Das Übliche folgt. Ja, ja, mhm, ja, mach ich. Ihre Miene verdunkelt sich. Sie legt auf, vergisst ihre Frisörinnengelassenheit beim Telefon und wendet sich ihrem neuen Kunden zu.Bald ist er fertig. Das Ultra-Kurz-Programm ohne lange Reden über das letzte Wochenende, die Vergangenheit und was noch kommen möge. Aber mit Schnitt.
“Fertig Meister!”, ruft die Chefin und lässt ihr Rasiermesser locker in den Griff zurückschnappen, “Nächster!”Ich nehme Platz und überlege, wie ich am Besten meinen thalamischen Wunsch äußern könnte. Vielleicht durchsetzt mit Hallöchen und Anekdoten frührer Sitzungen. Abstufen hier, bisschen ausdünnen dort.
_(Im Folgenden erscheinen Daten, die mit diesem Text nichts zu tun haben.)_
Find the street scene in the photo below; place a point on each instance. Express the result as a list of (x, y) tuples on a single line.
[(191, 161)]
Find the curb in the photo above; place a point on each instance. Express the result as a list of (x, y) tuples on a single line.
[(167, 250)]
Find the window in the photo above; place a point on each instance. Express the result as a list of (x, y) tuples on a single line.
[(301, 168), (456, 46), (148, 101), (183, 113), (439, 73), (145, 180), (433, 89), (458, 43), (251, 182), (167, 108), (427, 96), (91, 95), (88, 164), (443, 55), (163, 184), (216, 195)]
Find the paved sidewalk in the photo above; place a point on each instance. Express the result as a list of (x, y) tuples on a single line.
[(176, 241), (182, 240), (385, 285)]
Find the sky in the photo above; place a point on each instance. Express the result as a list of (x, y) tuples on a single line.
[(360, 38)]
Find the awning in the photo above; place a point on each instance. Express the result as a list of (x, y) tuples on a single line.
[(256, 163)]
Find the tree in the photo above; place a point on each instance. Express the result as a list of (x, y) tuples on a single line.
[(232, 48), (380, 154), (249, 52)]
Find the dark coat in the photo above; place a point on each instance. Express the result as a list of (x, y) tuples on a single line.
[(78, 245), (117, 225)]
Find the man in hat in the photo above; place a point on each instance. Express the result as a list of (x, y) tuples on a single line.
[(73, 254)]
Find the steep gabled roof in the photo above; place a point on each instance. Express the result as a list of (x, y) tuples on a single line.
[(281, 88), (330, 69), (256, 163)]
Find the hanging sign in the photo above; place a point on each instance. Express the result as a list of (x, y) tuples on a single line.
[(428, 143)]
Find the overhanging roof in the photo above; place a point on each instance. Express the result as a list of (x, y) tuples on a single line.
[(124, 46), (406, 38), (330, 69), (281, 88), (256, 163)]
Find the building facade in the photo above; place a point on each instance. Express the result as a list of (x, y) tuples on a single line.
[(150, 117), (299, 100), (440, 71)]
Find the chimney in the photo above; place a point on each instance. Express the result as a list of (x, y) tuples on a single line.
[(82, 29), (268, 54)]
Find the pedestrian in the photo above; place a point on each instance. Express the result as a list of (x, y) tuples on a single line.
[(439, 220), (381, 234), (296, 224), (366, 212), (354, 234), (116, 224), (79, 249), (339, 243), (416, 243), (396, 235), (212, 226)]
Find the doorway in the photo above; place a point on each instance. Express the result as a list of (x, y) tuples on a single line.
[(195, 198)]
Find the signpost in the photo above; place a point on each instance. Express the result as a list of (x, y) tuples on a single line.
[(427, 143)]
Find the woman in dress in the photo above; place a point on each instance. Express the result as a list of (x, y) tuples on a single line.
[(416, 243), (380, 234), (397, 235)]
Währenddessen verlässt der seltsame Typ mit dem Bundeswehrparka und frisch gebändigten Haaren den Salon. Er ist kaum die paar Stufen hinunter gegangen, als aus den anliegenden Querstraßen ein Einsatzwagen nach dem anderen rast. Das ganze Bild ist so untypisch für diese kleine Seitenstraße mit ihren Grau-in-Grau-Häusern, dass es mich fast schon nicht mehr überraschen will. Mit quietschenden Reifen verriegeln sie alle Fluchtwege, sofort springen Beamte in kackbraunen Uniformen aus den Autos, die Hand demonstrativ an der Waffe.
Ganz langsam rollt, wie in einem schlechten Tatort mit Dominic Raacke, ein dunkler Opel, Zivilfahnder, von hinten an die Kolonne heran. Die ausgestiegenen Beamten in schnittigem Hilfiger-Hemd lächeln überlegen, zeigen ein flatterndes Blättchen Papier, klimpern mit einem Paar Handschellen, die alten, kratzigen, und bugsieren den armen Kerl in ihrem dunklen, “Niemand erkennt unsere-Zivilautos mit den extrem unauffälligen Kennzeichen ohne Buchstaben nach den Plaketten”-Zivilauto davon.
“Meldet sich die SOKO jetzt schon am Telefon, bevor es losgeht.”, sage ich verwundert. Der Thalamus scheint vorerst vergessen.
“Ne ne.”, beschwichtigt die Chefin und wischt sich den Schweiß von der Stirn, “War die Tochter von der alten Frau Schmitz. Wieder ‘ne Kundin weniger.”